Italian-American Dining Inside a Casino Corridor
Casino resort dining in the United States occupies a peculiar position in the broader restaurant hierarchy. On one side sit the legacy steakhouses and celebrity-name concepts that anchor large gaming floors; on the other, a newer wave of chef-driven formats that treat the captive resort audience as a reason to raise the bar rather than lower it. Todd English's Tuscany, situated inside Mohegan Sun at 1 Mohegan Sun Blvd in Uncasville, Connecticut, positions itself in the former category: a recognized chef name applied to a regional Italian framework, designed to serve a resort guest base that includes everything from day-trip gamblers to convention attendees and weekend leisure travelers.
Mohegan Sun is not a minor venue. The complex ranks among the largest casino resorts in the country by floor space and annual visitor count, which means Todd English's Tuscany operates in an environment with significant foot traffic and a guest profile that skews toward occasion dining rather than neighborhood regulars. That context shapes everything about how the restaurant should be read. It is a strong anchor in a resort dining mix, competing primarily with other on-property options rather than with the independent Italian restaurants of Hartford or New Haven.

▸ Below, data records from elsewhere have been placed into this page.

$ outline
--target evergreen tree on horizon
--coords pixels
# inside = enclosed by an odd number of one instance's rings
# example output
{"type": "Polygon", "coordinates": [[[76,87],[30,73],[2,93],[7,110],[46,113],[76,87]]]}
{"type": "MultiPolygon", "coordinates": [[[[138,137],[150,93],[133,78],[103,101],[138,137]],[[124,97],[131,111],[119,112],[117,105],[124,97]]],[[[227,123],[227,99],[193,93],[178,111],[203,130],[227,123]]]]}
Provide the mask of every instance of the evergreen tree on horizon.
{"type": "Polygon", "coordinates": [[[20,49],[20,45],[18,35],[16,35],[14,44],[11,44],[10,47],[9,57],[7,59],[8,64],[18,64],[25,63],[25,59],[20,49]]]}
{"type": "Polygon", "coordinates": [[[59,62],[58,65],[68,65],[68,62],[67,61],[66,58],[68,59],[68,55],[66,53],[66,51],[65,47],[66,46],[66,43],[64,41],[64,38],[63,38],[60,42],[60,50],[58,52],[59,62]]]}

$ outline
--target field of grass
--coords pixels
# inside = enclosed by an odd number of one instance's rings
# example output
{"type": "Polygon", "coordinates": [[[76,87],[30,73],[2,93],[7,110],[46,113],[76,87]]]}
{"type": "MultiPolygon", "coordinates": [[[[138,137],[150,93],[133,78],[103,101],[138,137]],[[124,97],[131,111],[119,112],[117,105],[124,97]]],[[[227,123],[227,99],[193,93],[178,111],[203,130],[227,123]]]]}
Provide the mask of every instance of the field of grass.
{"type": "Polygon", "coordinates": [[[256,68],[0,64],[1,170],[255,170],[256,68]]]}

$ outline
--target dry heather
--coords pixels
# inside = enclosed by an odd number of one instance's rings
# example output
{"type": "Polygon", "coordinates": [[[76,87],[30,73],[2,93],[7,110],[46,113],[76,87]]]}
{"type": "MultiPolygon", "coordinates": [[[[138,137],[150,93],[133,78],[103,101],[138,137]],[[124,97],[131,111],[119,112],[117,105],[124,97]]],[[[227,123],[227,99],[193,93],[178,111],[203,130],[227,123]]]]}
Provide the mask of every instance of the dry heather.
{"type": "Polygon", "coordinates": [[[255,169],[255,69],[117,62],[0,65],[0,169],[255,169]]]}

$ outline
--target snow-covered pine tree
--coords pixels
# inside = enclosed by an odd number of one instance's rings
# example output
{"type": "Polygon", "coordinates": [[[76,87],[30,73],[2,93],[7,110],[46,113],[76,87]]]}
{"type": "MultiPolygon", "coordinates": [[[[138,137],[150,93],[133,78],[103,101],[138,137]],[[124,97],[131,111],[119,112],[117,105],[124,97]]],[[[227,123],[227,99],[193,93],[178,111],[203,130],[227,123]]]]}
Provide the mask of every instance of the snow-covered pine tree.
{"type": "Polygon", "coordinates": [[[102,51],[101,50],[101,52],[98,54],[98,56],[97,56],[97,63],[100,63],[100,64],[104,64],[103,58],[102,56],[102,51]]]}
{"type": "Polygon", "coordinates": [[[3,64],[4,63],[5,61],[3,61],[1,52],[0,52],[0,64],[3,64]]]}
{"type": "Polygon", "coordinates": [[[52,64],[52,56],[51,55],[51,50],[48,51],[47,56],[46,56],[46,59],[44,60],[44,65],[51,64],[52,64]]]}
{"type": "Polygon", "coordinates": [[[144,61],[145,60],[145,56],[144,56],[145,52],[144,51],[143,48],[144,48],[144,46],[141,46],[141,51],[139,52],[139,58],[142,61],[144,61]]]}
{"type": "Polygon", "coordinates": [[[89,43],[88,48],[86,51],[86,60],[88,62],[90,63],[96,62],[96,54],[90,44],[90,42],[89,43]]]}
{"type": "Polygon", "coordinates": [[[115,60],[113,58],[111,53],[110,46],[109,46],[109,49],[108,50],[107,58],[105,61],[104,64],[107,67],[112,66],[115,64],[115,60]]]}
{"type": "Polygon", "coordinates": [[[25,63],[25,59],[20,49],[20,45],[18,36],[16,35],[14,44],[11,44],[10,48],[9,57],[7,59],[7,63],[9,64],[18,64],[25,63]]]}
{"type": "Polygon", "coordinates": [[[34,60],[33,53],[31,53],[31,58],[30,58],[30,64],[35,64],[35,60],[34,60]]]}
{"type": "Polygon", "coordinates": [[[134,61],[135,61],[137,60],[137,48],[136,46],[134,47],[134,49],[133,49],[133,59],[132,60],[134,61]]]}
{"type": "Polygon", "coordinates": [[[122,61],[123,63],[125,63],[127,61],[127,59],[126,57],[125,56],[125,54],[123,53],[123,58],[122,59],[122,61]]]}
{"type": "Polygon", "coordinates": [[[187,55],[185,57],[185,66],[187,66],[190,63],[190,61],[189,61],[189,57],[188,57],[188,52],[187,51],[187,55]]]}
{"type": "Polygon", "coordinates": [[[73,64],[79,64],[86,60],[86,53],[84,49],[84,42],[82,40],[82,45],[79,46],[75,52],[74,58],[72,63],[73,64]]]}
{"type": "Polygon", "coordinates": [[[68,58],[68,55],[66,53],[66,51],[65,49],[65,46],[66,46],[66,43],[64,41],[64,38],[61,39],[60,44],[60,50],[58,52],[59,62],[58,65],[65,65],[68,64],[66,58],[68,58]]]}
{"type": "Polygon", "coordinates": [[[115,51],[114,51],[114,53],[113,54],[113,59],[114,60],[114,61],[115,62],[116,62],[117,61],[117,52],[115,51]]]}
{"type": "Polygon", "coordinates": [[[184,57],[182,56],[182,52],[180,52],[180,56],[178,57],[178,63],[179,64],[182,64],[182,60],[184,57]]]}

The Todd English Brand and What It Signals
Celebrity chef restaurants at casino properties have a mixed record. The format, which became widespread in Las Vegas during the 2000s and spread to regional gaming markets shortly after, relies on name recognition to carry initial traffic while the kitchen's execution determines whether repeat visits follow. Todd English, whose earlier work at Olives in Boston generated significant national attention during the 1990s, built a reputation around Mediterranean-influenced cooking that drew on Italian and Greek traditions without strict adherence to either. That approach, which prioritized accessibility and bold flavors over regional purity, translated well to the casino resort format, where a menu needs to satisfy a broad demographic range in a single sitting.
The Tuscany name invokes a specific Italian regional tradition: antipasti culture, slow-cooked proteins, wood-fired preparations, and a wine program built around Central Italian varietals. Whether the kitchen honors those specifics or uses them as loose inspiration is a distinction that matters to diners arriving with fine-dining expectations. Italian-American restaurants in casino settings tend to favor the latter approach, broadening the menu to include crowd-friendly adaptations alongside more faithful preparations. Comparing the Todd English format to what a more ingredient-driven Italian program looks like elsewhere is instructive: places like Frasca Food & Wine in Boulder or Bacchanalia in Atlanta prioritize sourcing transparency and regional fidelity in ways that casino-adjacent concepts rarely can, given the volume pressures involved.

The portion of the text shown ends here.